Technologists and the values of the surveillance state.

Along with yesterday’s revelations, Bruce Schneier writes in the Guardian :

Again, the politics of this is a bigger task than the engineering, but the engineering is critical. We need to demand that real technologists be involved in any key government decision making on these issues. We’ve had enough of lawyers and politicians not fully understanding technology; we need technologists at the table when we build tech policy.

What Schneier is getting at is, of course, important: Policy-makers need to understand the technology they’re messing around with, and they need to understand the impact of their decisions.  Technologists might be able to help them understand those points.

But that is too short-sighted: If anything, we’re seeing over and over again that the NSA, and plenty of policy-makers, understand the possibilities of a global network perfectly well — and have learned to wield their resources to turn it into a global instrument of surveillance. With an estimated three billion users of the global Internet (four billion to go, though), the surveillance debate has long transcended the world of just us technologists. And with an estimated three billion users of the global Internet, the notion that technologists can simply “take back the network” tastes of techno-idealism and techno-elitism — however much, as somebody working on Internet and Web technology, I might like that idea.

The conflict that we’re living through now is more fundamental. It is about the vision we have of a networked society.

In the vision that many of us have been working towards (and that is, in various ways, at the intellectual roots of the Internet), we get the benefits of increasingly seamless communication and collaboration, we get exposure to other views, we have the knowledge and tools available that make us more creative and more productive, that bring us closer to other human beings, and improve our understanding of each other. In this vision, the network turns our society into a better one.  In this vision, we can have trust in the network. In this vision, we can use the network to communicate with our loved ones. In this vision, we can trust the network with our private life and personal secrets. Geopolitically, this Internet is a network that (as a very smart man once put it) serves as a powerful projection of Western values and a civil society across the world.
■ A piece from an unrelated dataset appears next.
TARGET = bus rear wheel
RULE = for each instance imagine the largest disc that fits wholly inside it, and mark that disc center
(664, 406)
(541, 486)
This is for everyone.

We are learning this summer that the network that we have actually built has become a Trojan horse, inspired by a dark and dystopian view of humanity: The dangerous species homo sapiens cannot be trusted with fast, private, perhaps anonymous communication at scale. Communication (a fundamental piece of what makes us human!) needs to be domesticated, for feral communication (and humanity) bears uncontrollable risks.

We are learning this summer that the hidden domestication of communications technology hasn’t just taken the form of attacks on crypto systems or endpoints or network hardware (all of which we would expect): Instead, what we see is an assertion of the primacy of surveillance in the design, deployment, and operation of Internet technologies at global scale, at the expense of the security and privacy of their civilian users.

The crossroads that policy-makers are at is less about understanding technology: It is about understanding that the design of technology is never simply value-neutral.  It is about choosing the values that we embed into the technology we build and deploy.

Are these still the values of an open society? Or are they the values of the oppressive surveillance state?